DNA Methylation in Pediatric Germ Cell Tumors

Pediatric germ cell tumors (GCTs) are heterogeneous and grouped together due to the presumed common cell of origin, the primordial germ cell. Generally, GCTs are grouped into two broad classes based on degree of differentiation: the germinomas, comprising testicular seminomas and ovarian dysgerminomas, and the nonseminomas, comprising yolk sac tumors, embryonal carcinomas, choriocarcinomas, and teratomas. Aberrant DNA methylation has been implicated in cancer etiology, and may be especially relevant in GCTs due to the extensive epigenetic reprogramming that occurs in the germ line and early embryo during normal development.
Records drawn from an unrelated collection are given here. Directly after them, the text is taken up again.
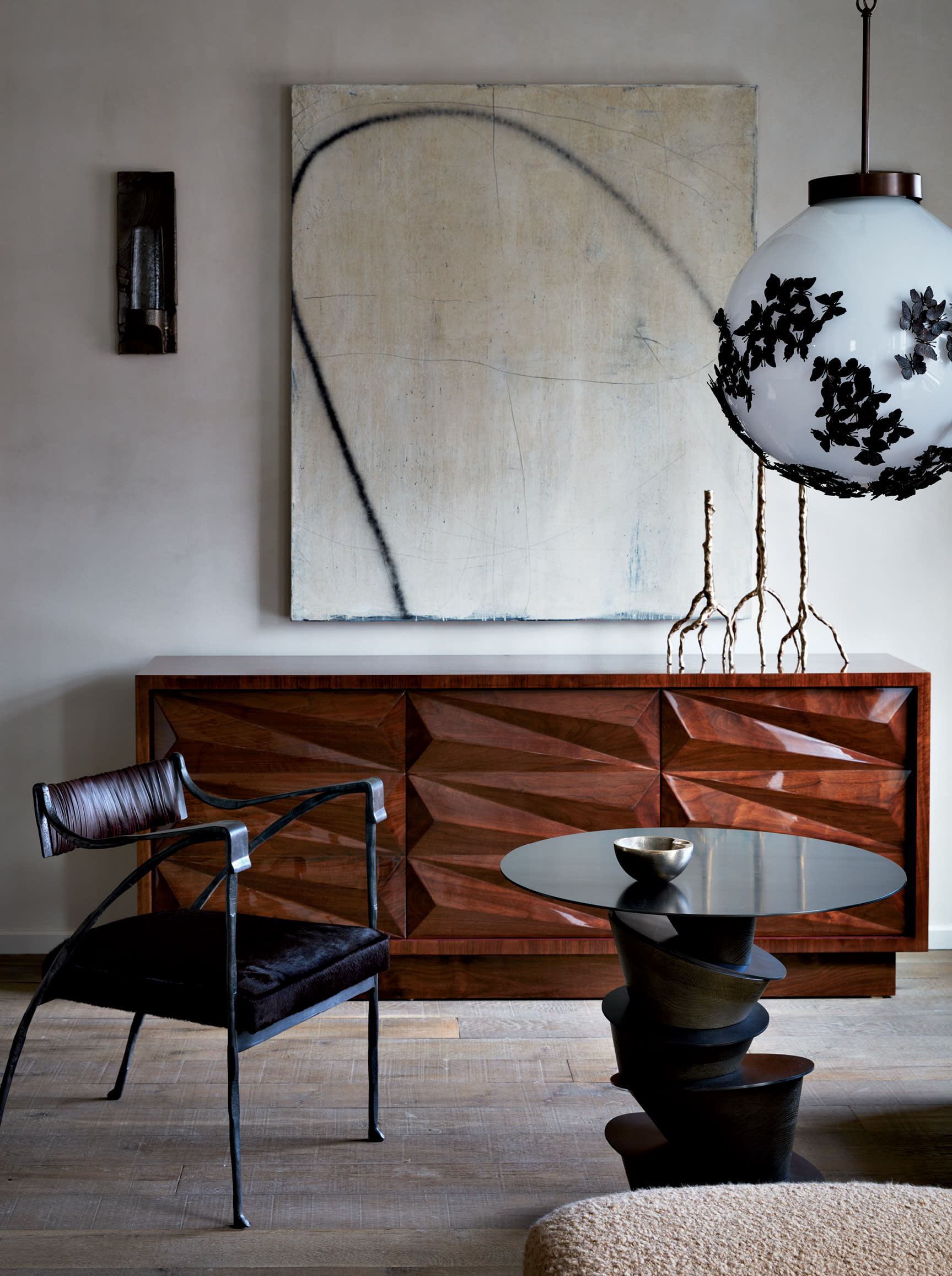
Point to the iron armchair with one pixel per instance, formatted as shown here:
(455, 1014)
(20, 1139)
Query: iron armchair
(254, 977)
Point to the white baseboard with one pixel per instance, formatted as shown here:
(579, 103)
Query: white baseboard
(37, 941)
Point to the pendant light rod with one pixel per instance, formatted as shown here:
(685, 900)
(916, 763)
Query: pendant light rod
(865, 8)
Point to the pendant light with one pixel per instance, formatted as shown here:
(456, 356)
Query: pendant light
(835, 360)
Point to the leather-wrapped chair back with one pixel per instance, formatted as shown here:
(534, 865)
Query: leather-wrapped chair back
(114, 804)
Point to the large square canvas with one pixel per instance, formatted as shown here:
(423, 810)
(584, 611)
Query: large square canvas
(503, 303)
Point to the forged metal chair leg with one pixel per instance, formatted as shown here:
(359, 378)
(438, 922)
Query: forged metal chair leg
(116, 1092)
(15, 1048)
(235, 1136)
(374, 1132)
(22, 1027)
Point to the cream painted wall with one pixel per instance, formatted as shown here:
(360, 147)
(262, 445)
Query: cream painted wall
(146, 501)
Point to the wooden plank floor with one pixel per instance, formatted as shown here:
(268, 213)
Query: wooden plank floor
(493, 1114)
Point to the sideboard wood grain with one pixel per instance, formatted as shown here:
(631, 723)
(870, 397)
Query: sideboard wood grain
(479, 756)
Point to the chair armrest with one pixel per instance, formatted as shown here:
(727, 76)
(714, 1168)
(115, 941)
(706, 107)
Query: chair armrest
(370, 787)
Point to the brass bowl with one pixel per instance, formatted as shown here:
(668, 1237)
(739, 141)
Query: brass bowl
(653, 860)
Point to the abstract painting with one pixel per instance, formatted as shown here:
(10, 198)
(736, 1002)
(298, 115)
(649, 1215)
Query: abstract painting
(502, 334)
This project includes DNA methylation in 52 pediatric GCTs; methylation differences in the three main histologic subtypes (yolk sac tumors, dysgerminomas, and teratomas) are evaluated using unsupervised hierarchical clustering with the Manhattan metric and average linkage. A locus-by-locus approach is used to identify genes that were differentially methylated by tumor histology using a generalized linear model and accounted for multiple testing by controlling the false-discovery rate. Ingenuity Pathway Analysis will be used to identify pathways that are enriched in this dataset. Understanding methylation patterns in pediatric GCTs, overall and by histologic type, may identify the developmental stage at which the tumor arose. This knowledge in turn may identify the at-risk period when environmental exposures are most harmful.